How do you handle the Daisy Collection page without spoiling the in-person discovery moment? +
The page does not aim to replace the in-store experience. It explains where the Daisy Collection is designed and made (Bath), shows the current range with prices, and gives the customer enough confidence to order online with bicycle delivery within Bath, or to walk in knowing what they want to see. A "bespoke commission" enquiry form on the page invites longer conversations for engagement-style or anniversary pieces. The in-store discovery moment is for visitors who walk Union Passage; the online page is for everyone else.
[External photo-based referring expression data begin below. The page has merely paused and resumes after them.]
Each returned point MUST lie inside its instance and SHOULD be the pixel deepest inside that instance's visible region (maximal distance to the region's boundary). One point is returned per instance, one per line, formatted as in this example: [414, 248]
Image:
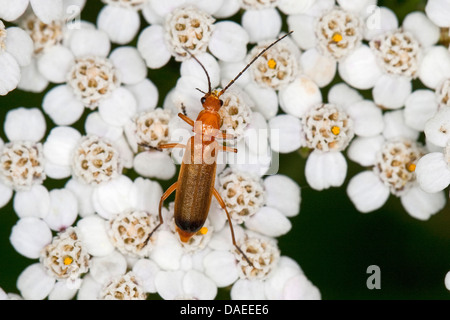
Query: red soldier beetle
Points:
[195, 184]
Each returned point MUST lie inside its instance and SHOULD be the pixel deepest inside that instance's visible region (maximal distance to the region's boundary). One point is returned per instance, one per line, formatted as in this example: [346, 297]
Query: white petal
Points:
[19, 44]
[10, 76]
[146, 94]
[435, 66]
[270, 222]
[63, 209]
[5, 194]
[48, 10]
[167, 251]
[438, 11]
[153, 48]
[422, 205]
[169, 284]
[106, 267]
[380, 21]
[343, 95]
[360, 69]
[25, 124]
[55, 63]
[290, 7]
[10, 11]
[220, 266]
[300, 288]
[363, 150]
[432, 172]
[154, 164]
[85, 42]
[32, 203]
[62, 106]
[299, 96]
[420, 106]
[425, 31]
[60, 144]
[31, 79]
[121, 24]
[145, 195]
[92, 232]
[367, 192]
[83, 194]
[395, 126]
[390, 92]
[190, 67]
[146, 270]
[283, 193]
[96, 125]
[262, 24]
[112, 197]
[34, 283]
[118, 108]
[324, 170]
[304, 30]
[265, 99]
[318, 67]
[245, 289]
[29, 236]
[197, 285]
[129, 63]
[286, 134]
[367, 118]
[228, 41]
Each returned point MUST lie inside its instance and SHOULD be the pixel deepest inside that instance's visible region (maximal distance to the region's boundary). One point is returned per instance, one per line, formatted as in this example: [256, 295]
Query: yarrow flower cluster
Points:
[348, 85]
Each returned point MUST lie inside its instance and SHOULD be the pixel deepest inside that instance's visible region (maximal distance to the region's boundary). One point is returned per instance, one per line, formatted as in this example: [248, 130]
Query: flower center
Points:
[129, 232]
[235, 114]
[242, 193]
[128, 4]
[96, 161]
[277, 67]
[188, 28]
[22, 164]
[124, 287]
[397, 52]
[396, 163]
[327, 128]
[44, 35]
[152, 127]
[263, 254]
[443, 93]
[93, 79]
[2, 36]
[338, 33]
[65, 257]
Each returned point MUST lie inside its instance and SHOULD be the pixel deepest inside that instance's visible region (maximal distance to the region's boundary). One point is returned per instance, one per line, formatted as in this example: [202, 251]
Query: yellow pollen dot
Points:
[335, 130]
[411, 167]
[67, 260]
[271, 64]
[337, 37]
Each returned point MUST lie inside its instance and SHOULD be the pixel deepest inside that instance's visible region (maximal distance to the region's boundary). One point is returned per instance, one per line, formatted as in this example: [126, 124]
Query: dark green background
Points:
[333, 243]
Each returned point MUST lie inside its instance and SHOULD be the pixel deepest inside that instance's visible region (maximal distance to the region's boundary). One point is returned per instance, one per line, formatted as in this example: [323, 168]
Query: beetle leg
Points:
[222, 204]
[166, 194]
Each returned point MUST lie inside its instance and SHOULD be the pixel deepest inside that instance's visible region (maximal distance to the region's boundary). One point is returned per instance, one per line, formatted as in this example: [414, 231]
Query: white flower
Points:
[16, 48]
[395, 56]
[328, 33]
[114, 82]
[393, 157]
[179, 26]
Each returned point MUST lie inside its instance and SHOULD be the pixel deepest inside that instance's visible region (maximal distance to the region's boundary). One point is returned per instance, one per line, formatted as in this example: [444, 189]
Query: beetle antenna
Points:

I have heard "schema markup" pitched before by SEO consultants and it sounded like vapourware. What is the concrete difference? +
Schema markup is a small block of structured JSON in the HTML of each page that tells Google, Bing and AI assistants what kind of business this is, where it sits on a map, what hours it keeps, and how it is rated. Without it Google has to guess from prose. With it Google can confidently show the shop's opening hours, address, phone and review stars directly in the search result, and AI assistants can quote the founding year (1952) and the address (25 Union Passage) without paraphrasing. The proposed JewelryStore + Service + FAQPage + AggregateRating block is roughly 60 lines of JSON, generated automatically at build time, and validates clean against schema.org and Google's Rich Results test. The concrete result is the shop appearing on AI search and the Google business card with the data the chain shops cannot fake.